Beijing's unprecedented use of Annex III reveals a desire to take more direct ownership of Hong Kong affairs. Beijing has had this power since the handover, but did not use it immediately after national security legislation failed the first time.

Several factors may explain the change.

First, Beijing is probably tired of waiting for Hong Kong to pass national security legislation, especially in the wake of large and violent protests and increasingly overt anti-Chinese sentiment.

Second, Hong Kong's government appears particularly dysfunctional at present. Over the past year it has failed to pass other significant legislation and to pacify protests. More recently, obstructionism in the Legislative Council led to the ejection of a committee chair from the pan-democrat opposition, leading to physical brawls between lawmakers on May 18 as the pro-Beijing establishment tried to retake control.

Third, deteriorating relations with Washington and other Western governments have drastically reduced the upside for Beijing of restraint towards Hong Kong.

Fourth, some of the economic costs from a likely reinvigoration of the protest movement are less relevant due to the COVID-19 pandemic. For example, a reinvigorated protest movement would have been another blow to the city's tourism sector, except that because of the pandemic Hong Kong is unlikely to see many visitors over the next six to nine months anyway.

Overseas reaction

Beijing says it is drawing up narrow legislation, and may even believe it

Beijing's assurances will not prevent damage to the city's international reputation, due to widespread lack of trust in mainland China's legal system and Beijing's broad application of 'national security' to an unusually wide range of issues.

The first official shift will likely come from the United States.

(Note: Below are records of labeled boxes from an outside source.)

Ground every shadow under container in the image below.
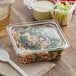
[7,20,69,63]
[0,0,14,37]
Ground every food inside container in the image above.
[7,20,69,63]
[51,1,76,26]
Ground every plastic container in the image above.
[7,20,69,63]
[0,0,14,37]
[24,0,76,26]
[24,0,54,20]
[51,2,76,26]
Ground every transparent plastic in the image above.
[0,0,14,37]
[7,20,69,63]
[24,0,76,26]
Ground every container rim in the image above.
[6,20,70,54]
[0,0,15,4]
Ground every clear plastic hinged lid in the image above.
[7,20,69,54]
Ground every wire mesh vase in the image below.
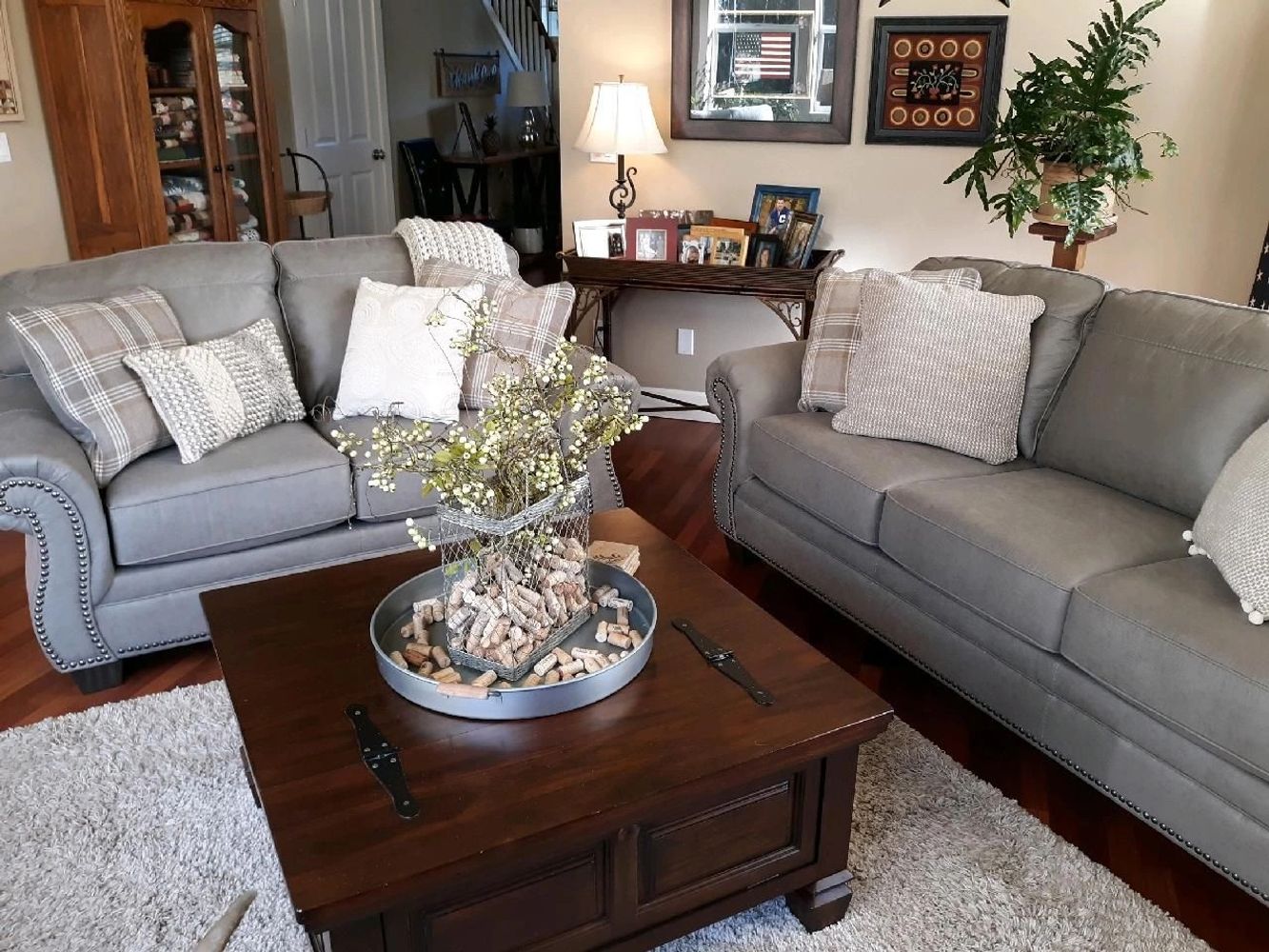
[437,475,591,682]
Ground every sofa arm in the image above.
[561,349,638,513]
[0,377,114,670]
[705,340,805,536]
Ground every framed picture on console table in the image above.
[866,16,1009,146]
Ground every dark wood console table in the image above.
[560,248,843,412]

Under the Hong Kong Human Rights and Democracy Act passed last year, the State Department has until the end of the month to determine whether Hong Kong still counts as sufficiently autonomous to warrant continued special treatment under US law (see HONG KONG/US: Sanctions law will have enduring impact - December 9, 2019).

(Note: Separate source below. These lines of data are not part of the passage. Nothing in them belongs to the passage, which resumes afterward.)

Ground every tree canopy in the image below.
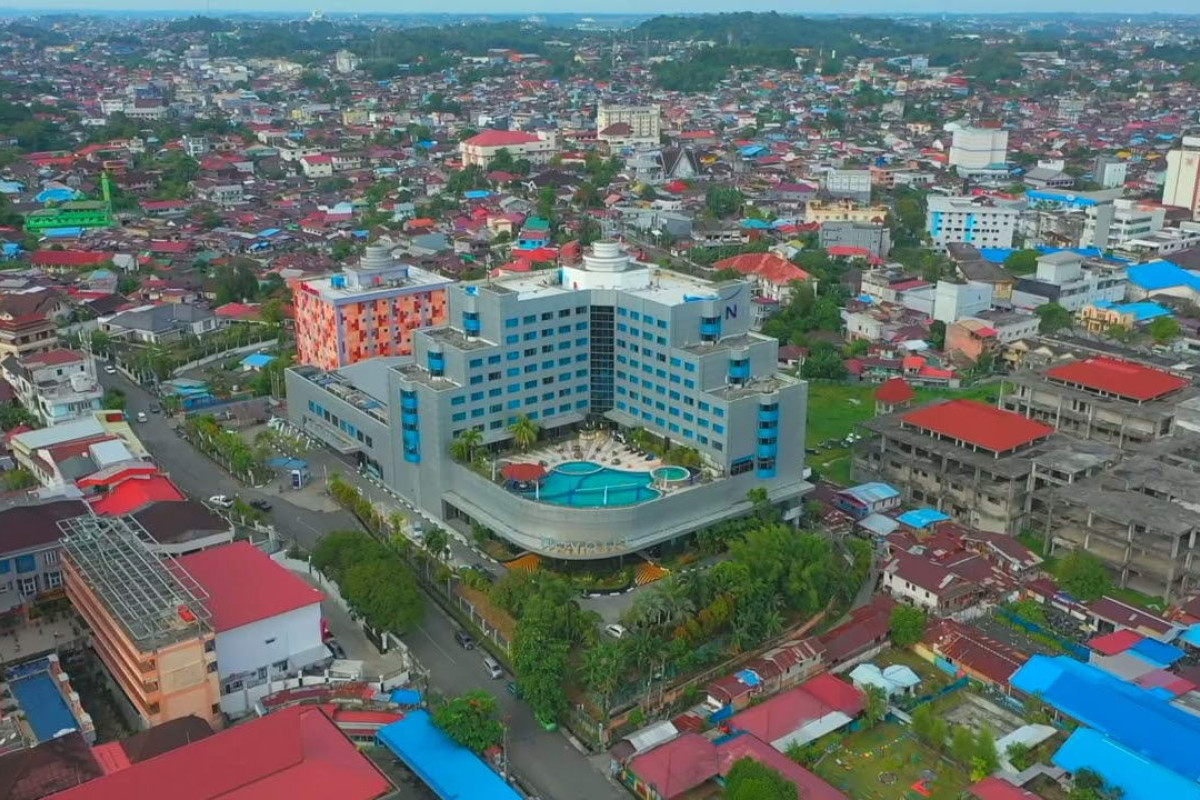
[432,688,504,753]
[725,757,799,800]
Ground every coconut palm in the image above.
[450,428,484,461]
[509,414,541,452]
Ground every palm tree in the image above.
[509,414,541,452]
[450,428,484,461]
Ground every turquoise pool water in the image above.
[522,461,660,509]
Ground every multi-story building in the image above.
[1001,356,1200,449]
[1114,221,1200,261]
[804,199,888,225]
[1079,199,1166,249]
[852,399,1092,534]
[287,241,809,559]
[818,222,892,258]
[295,243,450,369]
[1092,156,1129,188]
[925,196,1021,251]
[1163,136,1200,221]
[0,500,88,616]
[1013,251,1129,312]
[0,288,70,359]
[179,542,329,716]
[949,127,1008,172]
[0,350,104,427]
[1030,435,1200,601]
[60,516,221,728]
[596,103,662,148]
[458,131,558,169]
[821,169,871,204]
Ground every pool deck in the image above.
[516,435,664,473]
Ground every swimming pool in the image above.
[8,661,79,741]
[521,461,661,509]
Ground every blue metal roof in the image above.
[1129,639,1184,667]
[1126,261,1200,291]
[896,509,950,528]
[376,710,521,800]
[842,481,900,504]
[1012,655,1200,782]
[1054,728,1200,800]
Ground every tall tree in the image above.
[432,688,504,753]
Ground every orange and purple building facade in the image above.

Even if the State Department deems it to be so, there will likely be significant congressional pressure to impose sanctions or start rolling back some of Hong Kong's unique privileges.

Treatment of Hong Kong was already trending in this direction. For example, on April 9, the Justice Department refused to give Google permission to turn on a high-speed internet cable to Hong Kong for reasons of national security.

There will also likely be reactions among international business and NGOs. Even if their activities are not specifically proscribed, international NGOs may decide that Hong Kong is no longer a safe base for their mainland China programmes. International media may feel the same, halting any expansion plans in Hong Kong and shifting to other cities instead.

The reaction of foreign firms will be more mixed.

On the one hand, Hong Kong still possesses world-class institutions and financial markets, and its access to China remains unmatched.

On the other, foreign firms, especially financial and consulting firms, may shift operations that require privacy, confidentiality and the need to avoid political pressure to cities such as Singapore or Tokyo.